Daniel Dennett thinks we are hardwired for religion because we demand comforting explanations for events and are more willing to call speculation fact than to say that an event is unexplainable with present understanding.
Christopher Hitchens says he is not trying to rid society of religion. I would like to see religion deflated to the level of philosophy--just another way of seeing the human condition.
Slavery, hereditary aristocracy and religion--what a brew. Something to think about. Thanks. F/F
I didn't realize until then that I am part of a movement that has some similaritiÂes to the anti-slaveÂry (and anti-heredÂitary aristocracÂy) movement."
Oh, the narcissism!
For me and many others, this book single-handedly reversed the relationship between believers and non-believers. Harris explained that religious ideas are still just ideas, and can be treated as other ideas are.

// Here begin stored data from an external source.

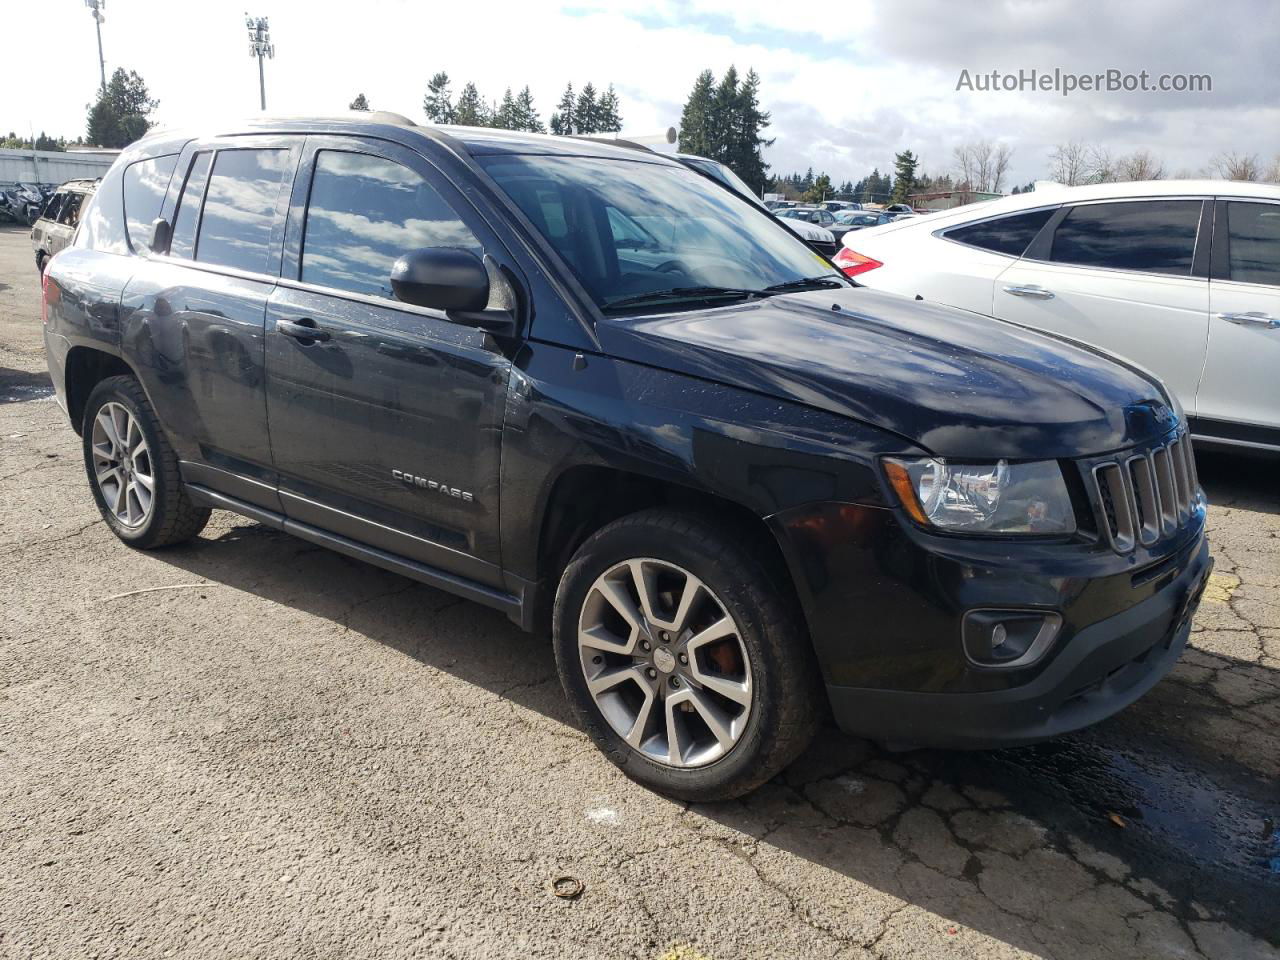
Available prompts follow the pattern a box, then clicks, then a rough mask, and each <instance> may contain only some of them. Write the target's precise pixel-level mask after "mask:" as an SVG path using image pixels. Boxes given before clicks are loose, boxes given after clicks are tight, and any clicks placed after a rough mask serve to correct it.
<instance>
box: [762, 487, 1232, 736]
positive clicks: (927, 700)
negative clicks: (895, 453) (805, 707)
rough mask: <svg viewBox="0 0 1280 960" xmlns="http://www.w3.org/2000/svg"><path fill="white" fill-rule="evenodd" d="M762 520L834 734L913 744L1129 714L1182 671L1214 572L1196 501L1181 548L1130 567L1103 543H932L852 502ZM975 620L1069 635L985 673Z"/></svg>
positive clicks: (1017, 734) (904, 522) (1071, 729)
mask: <svg viewBox="0 0 1280 960" xmlns="http://www.w3.org/2000/svg"><path fill="white" fill-rule="evenodd" d="M771 524H772V525H773V529H774V532H776V535H777V538H778V543H780V544H781V545H782V549H783V553H785V554H786V557H787V561H788V564H790V566H791V570H792V575H794V581H795V584H796V589H797V593H799V595H800V602H801V605H803V607H804V611H805V617H806V622H808V626H809V634H810V637H812V639H813V644H814V649H815V653H817V655H818V660H819V664H820V667H822V672H823V678H824V681H826V685H827V694H828V698H829V701H831V709H832V713H833V716H835V719H836V722H837V724H838V726H840V727H841V730H844V731H845V732H847V733H850V735H854V736H861V737H869V739H873V740H883V741H890V742H895V744H901V745H913V746H947V748H991V746H1011V745H1016V744H1027V742H1034V741H1037V740H1044V739H1047V737H1053V736H1059V735H1061V733H1066V732H1070V731H1074V730H1080V728H1082V727H1087V726H1089V724H1092V723H1097V722H1098V721H1101V719H1103V718H1106V717H1110V716H1111V714H1114V713H1116V712H1117V710H1121V709H1124V708H1125V707H1128V705H1129V704H1132V703H1133V701H1134V700H1137V699H1138V698H1140V696H1142V695H1143V694H1146V692H1147V691H1148V690H1149V689H1151V687H1152V686H1155V685H1156V684H1157V682H1158V681H1160V678H1161V677H1164V676H1165V675H1166V673H1167V672H1169V671H1170V669H1171V668H1172V664H1174V663H1175V662H1176V660H1178V658H1179V655H1180V654H1181V652H1183V649H1184V648H1185V644H1187V636H1188V634H1189V631H1190V617H1192V614H1193V613H1194V609H1196V605H1197V603H1198V602H1199V596H1201V593H1202V591H1203V588H1204V582H1206V580H1207V577H1208V572H1210V570H1211V567H1212V559H1211V558H1210V556H1208V544H1207V541H1206V539H1204V507H1203V503H1202V502H1199V500H1198V502H1197V504H1196V508H1194V509H1193V511H1192V516H1190V517H1189V518H1188V521H1187V524H1185V525H1184V526H1183V527H1181V529H1180V530H1179V531H1178V534H1176V536H1172V538H1170V539H1169V540H1166V541H1162V543H1161V544H1160V545H1158V548H1155V549H1148V550H1135V552H1134V553H1133V554H1132V556H1125V557H1121V556H1116V554H1115V553H1114V552H1111V550H1110V549H1108V548H1106V547H1105V545H1103V544H1093V545H1088V544H1084V543H1012V541H1007V540H1006V541H986V543H978V541H975V540H973V539H969V540H964V539H960V538H941V536H936V535H932V534H928V532H924V531H922V530H919V529H916V527H914V526H913V525H910V524H909V521H906V520H905V518H904V517H901V515H900V512H899V511H895V509H887V508H882V507H879V508H878V507H867V506H855V504H833V503H827V504H810V506H809V507H804V508H797V509H794V511H790V512H786V513H782V515H776V516H774V517H772V518H771ZM979 608H980V609H989V608H995V609H1030V611H1046V612H1053V613H1056V614H1059V616H1061V618H1062V627H1061V631H1060V634H1059V636H1057V637H1056V640H1055V643H1053V644H1052V645H1051V648H1050V649H1048V652H1047V653H1046V654H1044V655H1043V657H1041V658H1039V659H1038V660H1036V662H1034V663H1032V664H1028V666H1027V667H1021V668H1018V669H1000V668H991V667H982V666H980V664H975V663H973V662H972V660H969V659H968V658H966V655H965V652H964V646H963V643H961V630H963V622H964V617H965V613H966V612H968V611H973V609H979Z"/></svg>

The difference between religious ideas and others is that believers say they believe these ideas for emotional rather than rational reasons. This makes the discussion of them difficult and heated, but not out of bounds in polite society.
Thank you, Sam.
Thank you Sam.
My stress level is high enough as it is,instead of working to reconcile disparaging points of view, I choose to compete, the worldviews that results in the best results wins, the ones that produce nothing but fluff die out.
And I'm merely speaking of normal everyday 'religion'. When Religionists cross the line into indoctrination, coersion and social engineering then benign secularism is forced to adapt, to go into defensive mode, in dire circumstances even to become an insurgency defending itself against assault.